Cover: Jorge Bucay; Wie der König seinen Feind verlor
Wie der König seinen Feind verlor
Illustration: Gusti
Aus dem argentinischen Spanisch von Stephanie v. Harrach
48 Seiten
ab 8 Jahren
€ 14,99

Ein „eitler, launischer“ aber im Grunde einsamer König erfährt, dass nicht er, sondern ein weiser Alter vom Volk geachtet und geliebt wird. Eifersüchtig fordert der König von ihm: „Nenne mir das genaue Datum, an dem du sterben wirst.“ Die doppeldeutige Antwort des Weisen versetzt den König in Todesangst, sodass dieser befiehlt, der Weise müsse bei ihm bleiben …, der Beginn einer tiefen Beziehung.
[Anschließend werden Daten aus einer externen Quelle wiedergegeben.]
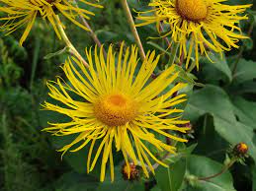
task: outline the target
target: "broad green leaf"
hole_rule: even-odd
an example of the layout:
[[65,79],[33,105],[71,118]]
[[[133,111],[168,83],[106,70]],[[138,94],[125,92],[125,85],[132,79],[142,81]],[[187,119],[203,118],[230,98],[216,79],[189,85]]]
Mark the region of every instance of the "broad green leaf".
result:
[[162,191],[162,190],[161,190],[161,188],[159,188],[159,186],[156,185],[150,191]]
[[182,158],[175,163],[171,163],[168,168],[159,166],[155,174],[157,185],[162,191],[177,191],[182,184],[185,172],[185,158]]
[[115,167],[115,180],[111,182],[109,171],[106,179],[100,183],[96,191],[141,191],[144,190],[144,184],[140,180],[125,180],[122,174],[122,165]]
[[256,102],[248,101],[241,96],[233,98],[234,112],[241,123],[256,129]]
[[256,62],[240,59],[233,77],[234,82],[244,83],[256,78]]
[[196,177],[213,175],[219,172],[222,167],[221,163],[209,158],[190,156],[187,161],[186,191],[235,191],[229,171],[209,180],[195,179]]
[[177,155],[167,158],[165,162],[169,167],[158,166],[155,171],[157,185],[162,191],[176,191],[181,185],[186,172],[186,158],[194,151],[196,144],[188,148],[182,145]]
[[213,116],[215,131],[230,144],[244,142],[249,146],[249,154],[256,160],[256,135],[253,128],[236,120],[233,105],[223,90],[208,85],[195,92],[190,97],[185,118],[192,121],[201,115]]
[[256,168],[255,165],[253,167],[254,168],[252,169],[252,191],[256,191]]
Auch das zweite Bilderbuch der argentinischen Künstler Bucay/Gusti ist eine Parabel (vgl. „Wie der Elefant die Freiheit fand“, RE 29). Parabeln sprechen ihre Lehre klar aus, hier im Brief des geläuterten Diktators an den Sohn. Darin heißt es, dass man alles, was einem feindlich erscheine, ob bei sich selbst oder anderen, zu sich „nach Hause“ einladen und ihm sein „Herz öffnen“ müsse. Dann könne man im „vorgeblichen Feind“ den „mächtigsten und treuesten Verbündeten entdecken.“

Märchencharakter, Widersacher und Freundschaftsmotiv werden Kinder mit Sicherheit an die Geschichte fesseln. Neben deren individualpsychologischer Botschaft hat diese jedoch auch eine gesellschaftspolitische Dimension. Wieder geht es um Freiheit. Diktaturerfahrungen haben den (Gestalt-)Therapeuten Bucay gelehrt, dass angstvolle Fixierung auf autoritäre Gewalt, egal ob als Herrscher oder Beherrschter, unfrei macht, unfähig zu Selbstbestimmtheit und Demokratie. Bucays Weiser handelt angstfrei. Das macht ihn dem König überlegen. Die Betonung dieser „Lehre“ geschieht z. T. zu Lasten der ästhetischen Dichte des Textes, was jedoch Gustis prachtvolle Collagen mehr als ausgleichen. Diese nehmen Individualpsychologisches und Gesellschaftspolitisches gleichermaßen auf. 

Goldenes Vor- und Nachsatzpapier, das Gold der Schrift und die in gedeckten Braun- und Ockertönen gehaltenen Illustrationen stärken das Märchenhafte der Parabel. Andererseits finden sich in den Bildern zahlreiche, auch aktuelle, weltliche oder religiöse Herrschaftssymbole (Zepter, Mitra, Minarett …) aus verschiedenen Kulturen und Jahrhunderten.

Um eine ironische Distanz zu „Macht“ und „Herrschaft“ herzustellen, arbeitet Gusti mit extremen Größenverhältnissen, z. B. sitzt ein winziger Königskopf auf einem riesigen Körper, umhüllt vom Königsmantel. Ein kindnahes und gleichsam komisch-parodistisches Element führt Gusti mit einem Teddy ein. Der Spielzeugbär ist stets an des Diktators Seite und kopiert bzw. übertrumpft dessen Herrschaftsgebaren. Wie würde der Teddy die Geschichte erzählen?